Effects of glucagon-like peptide-1 (GLP-1) on the heart have been recently recognized, but little is known regarding the cardiovascular physiology of this incretin hormone. GLP-1 can drive myocardial glucose uptake, and has beneficial effects on cardiac function and protection against myocardial ischemic injury in animal models. These effects have been reported for intact GLP-1, acting via the classical GLP-1 receptor, and the degradation product GLP-1 (9-36), which appears to act independent of the GLP-1 receptor. In studies of the effects of obesity and diabetes on myocardial GLP-1 responses, we have produced the first evidence for impaired myocardial GLP-1 responses in the setting of the obese-metabolic syndrome (MetS) in swine and type 2 diabetes mellitus in humans. Based on our preliminary findings we propose to examine the central hypothesis that obesity/MetS attenuates the cardio-metabolic effects of GLP-1 via alterations in parameters of GLP-1 signaling and/or fuel transport regulation. To accomplish our goal, we will examine the following set of Specific Aims:
Aim 1 will determine the myocardial effects of GLP-1 in vivo in lean and obese/MetS Ossabaw swine that possess key clinical features of this syndrome, including obesity, insulin resistance/impaired glucose tolerance, dyslipidemia, and hypertension. These studies involve triple tracer PET approaches to measure basal and GLP-1 stimulated myocardial perfusion, total oxidation rate, and substrate utilization rates as well as quantificatin of the effects of GLP-1 on cardiac function, coronary blood flow and substrate metabolism during exercise-induced increases in myocardial metabolism in conscious, instrumented swine.

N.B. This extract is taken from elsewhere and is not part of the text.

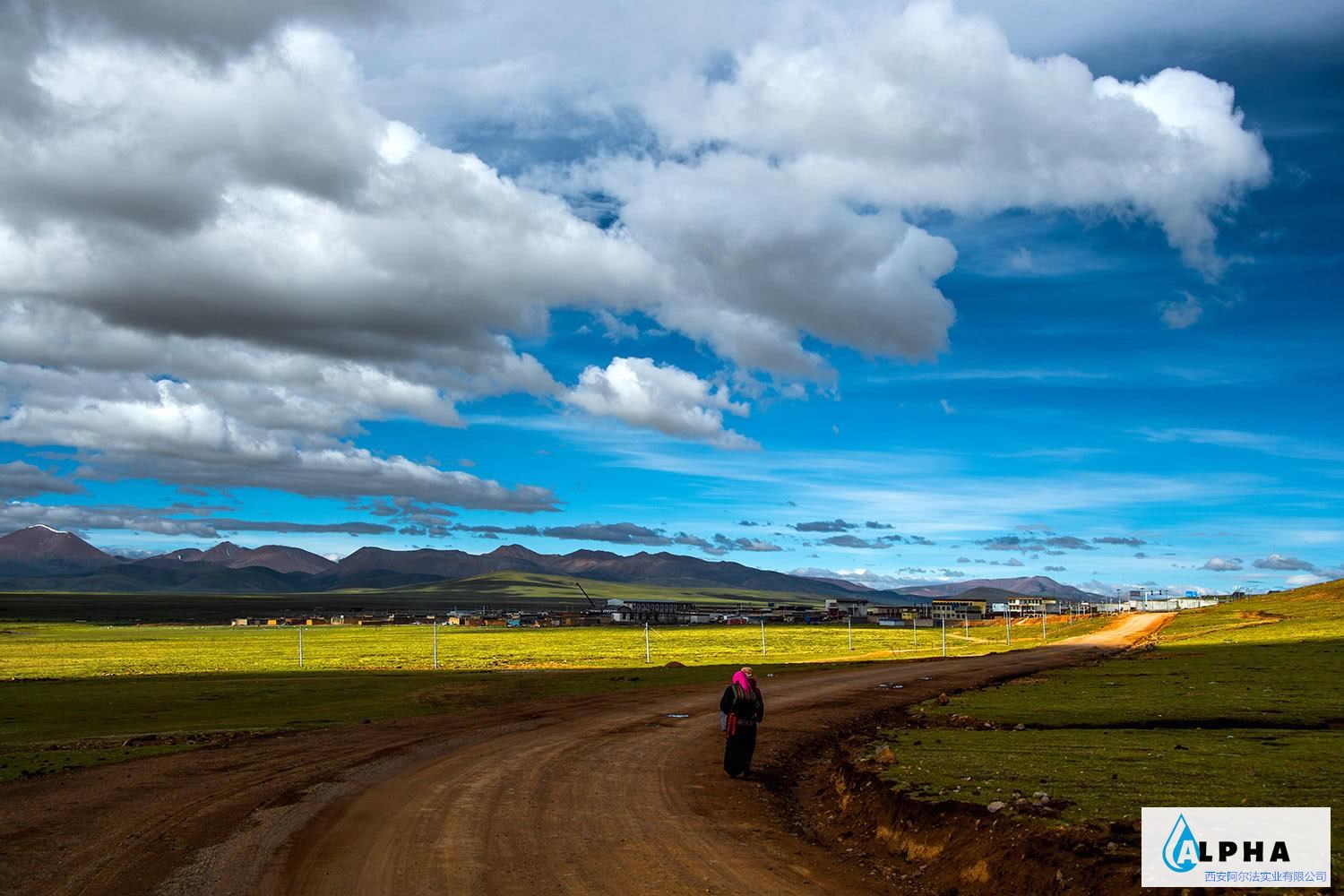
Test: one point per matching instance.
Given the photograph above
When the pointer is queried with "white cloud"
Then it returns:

Aim 2 will dissect molecular mechanisms of the impaired myocardial GLP-1 responses in obesity/MetS. We propose to quantify coronary and myocardial GLP-1 receptor expression and assess the effects of GLP-1 and GLP-1(9-36) on the activity of key GLP-1 signaling effectors (e.g. cAMP, PKA, p38 MAPK) and the regulation of myocardial glucose and fatty acid transporters (e.g. GLUT4, FAT/CD36) in lean vs. obese/MetS swine.

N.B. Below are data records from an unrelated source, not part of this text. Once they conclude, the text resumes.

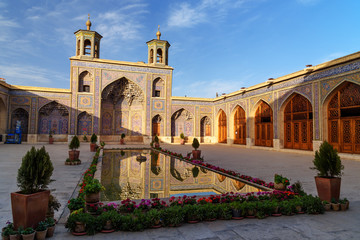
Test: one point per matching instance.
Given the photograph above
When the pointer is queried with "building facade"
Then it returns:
(106, 97)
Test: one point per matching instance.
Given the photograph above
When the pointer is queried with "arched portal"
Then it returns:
(222, 130)
(239, 126)
(298, 123)
(156, 126)
(205, 128)
(344, 118)
(21, 115)
(264, 125)
(54, 118)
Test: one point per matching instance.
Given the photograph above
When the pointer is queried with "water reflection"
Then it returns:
(125, 175)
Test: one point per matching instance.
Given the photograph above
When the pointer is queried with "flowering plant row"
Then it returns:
(213, 167)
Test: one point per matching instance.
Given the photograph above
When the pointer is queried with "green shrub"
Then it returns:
(195, 143)
(327, 161)
(75, 143)
(35, 171)
(93, 138)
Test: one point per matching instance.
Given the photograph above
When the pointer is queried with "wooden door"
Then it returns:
(264, 125)
(239, 126)
(222, 131)
(298, 123)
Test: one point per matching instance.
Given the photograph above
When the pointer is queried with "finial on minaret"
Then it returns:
(88, 23)
(158, 34)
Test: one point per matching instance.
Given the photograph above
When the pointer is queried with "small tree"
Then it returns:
(195, 143)
(75, 143)
(93, 138)
(35, 171)
(327, 161)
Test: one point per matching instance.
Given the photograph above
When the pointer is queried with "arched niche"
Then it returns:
(21, 115)
(298, 122)
(264, 125)
(84, 126)
(222, 127)
(343, 117)
(54, 118)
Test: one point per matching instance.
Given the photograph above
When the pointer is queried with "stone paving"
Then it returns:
(254, 162)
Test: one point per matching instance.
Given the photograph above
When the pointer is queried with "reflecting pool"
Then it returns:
(127, 175)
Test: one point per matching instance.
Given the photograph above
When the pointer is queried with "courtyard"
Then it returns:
(258, 162)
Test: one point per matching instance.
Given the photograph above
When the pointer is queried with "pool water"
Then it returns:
(126, 175)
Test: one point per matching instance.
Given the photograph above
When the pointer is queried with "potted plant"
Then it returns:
(182, 138)
(92, 191)
(328, 164)
(280, 182)
(122, 141)
(28, 234)
(51, 227)
(156, 141)
(41, 230)
(52, 206)
(51, 139)
(196, 145)
(29, 205)
(93, 141)
(73, 153)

Aim 3 will examine the cardioprotective effects of GLP-1 in obese/MetS heart following ischemia/reperfusion injury. We propose to quantify the effects of GLP-1 and GLP-1(9-36) on myocardial perfusion, substrate and oxidative metabolism, contractile function and infarct size. Effects of GLP-1 on key signal transduction, markers of myocellular injury, and activation of post-conditioning protective pathways and myocardial injury responses in ischemic and non-ischemic myocardium will also be determined. Data from these integrative/translational studies will provide novel mechanistic insight into the cardiovascular actions of GLP-1 that will significantly advance our understanding of the cardioprotective actions of this incretin hormone. Further, these studies will accelerate discovery of new therapeutic targets or strategies that could substantially improve the cardioprotective efficacy of GLP-1 based therapies in patients with obesity-related cardiovascular disease.
Effects of glucagon-like peptide-1 (GLP-1) on the heart have been recently recognized, but little is known regarding the cardiovascular physiology of this incretin hormone in the setting of obesity and the metabolic syndrome. Data from these integrative/translational studies will provide novel mechanistic insight into the cardiovascular actions of GLP-1 that will accelerate discovery of new therapeutic targets or strategies that could substantially improve the cardioprotective efficacy of GLP-1 based therapies in patients with obesity- related cardiovascular disease.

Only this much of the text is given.